As we reach retirement age, many of us will consider when the right time is to apply for Social Security benefits. With studies finding that most people lack the proper retirement savings, it can be a scary thought to wonder how you will manage to pay for your golden years.
This unpreparedness is, perhaps, the main reason why a reverse mortgage has become such a popular option in recent times. Provided you are of qualifying age (62 or older) and that you meet the basic requirements (more information on those requirements here), you can tap into the available equity in your home without rendering a monthly payment (the balance is paid off from the sale of your home after your death).
A commonly asked question is: can I defer Social Security benefits with a reverse mortgage?
The simple answer is: yes.
You can get approved for a reverse mortgage and choose from several payment options that include: lump sum payout, monthly payments or line of credit.
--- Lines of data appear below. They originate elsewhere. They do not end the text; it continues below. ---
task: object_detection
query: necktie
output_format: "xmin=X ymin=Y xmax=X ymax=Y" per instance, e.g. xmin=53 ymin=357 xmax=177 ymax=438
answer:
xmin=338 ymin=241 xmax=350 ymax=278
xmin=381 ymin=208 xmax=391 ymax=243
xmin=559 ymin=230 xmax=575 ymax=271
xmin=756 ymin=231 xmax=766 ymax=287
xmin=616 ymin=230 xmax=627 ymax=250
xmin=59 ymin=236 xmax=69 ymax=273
In theory, you could elect to have monthly payments sent to you that are equal or greater than the amount of the Social Security payments that you'd be receiving were you to apply for benefits right away.
If you defer Social Security benefits using a reverse mortgage, you stand to actually make some gains, too. For example, deferred benefits can increase by as much as 7-8% per year. Whereas a reverse mortgage interest rate typically hovers between 4-5%.
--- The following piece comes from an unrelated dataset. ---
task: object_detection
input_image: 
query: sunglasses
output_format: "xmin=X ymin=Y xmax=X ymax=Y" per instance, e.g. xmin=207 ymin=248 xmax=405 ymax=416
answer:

It's a unique way to tap into your retirement income early without having to take out your benefits right away. Of course, like any other big financial decision, you should always seek advice from industry experts.
Your financial advisor is the best place to start here. These professionals can provide more scope and depth on what your options consist of. You may find that a reverse mortgage is a good solution for your needs. If you take the time to fully research all of your available options, you can make an educated decision that best benefits your retirement plan and goals.
It's nice to know that if need be, you do have the option to access that hard earned equity you've accrued in your home over the years should the need arise.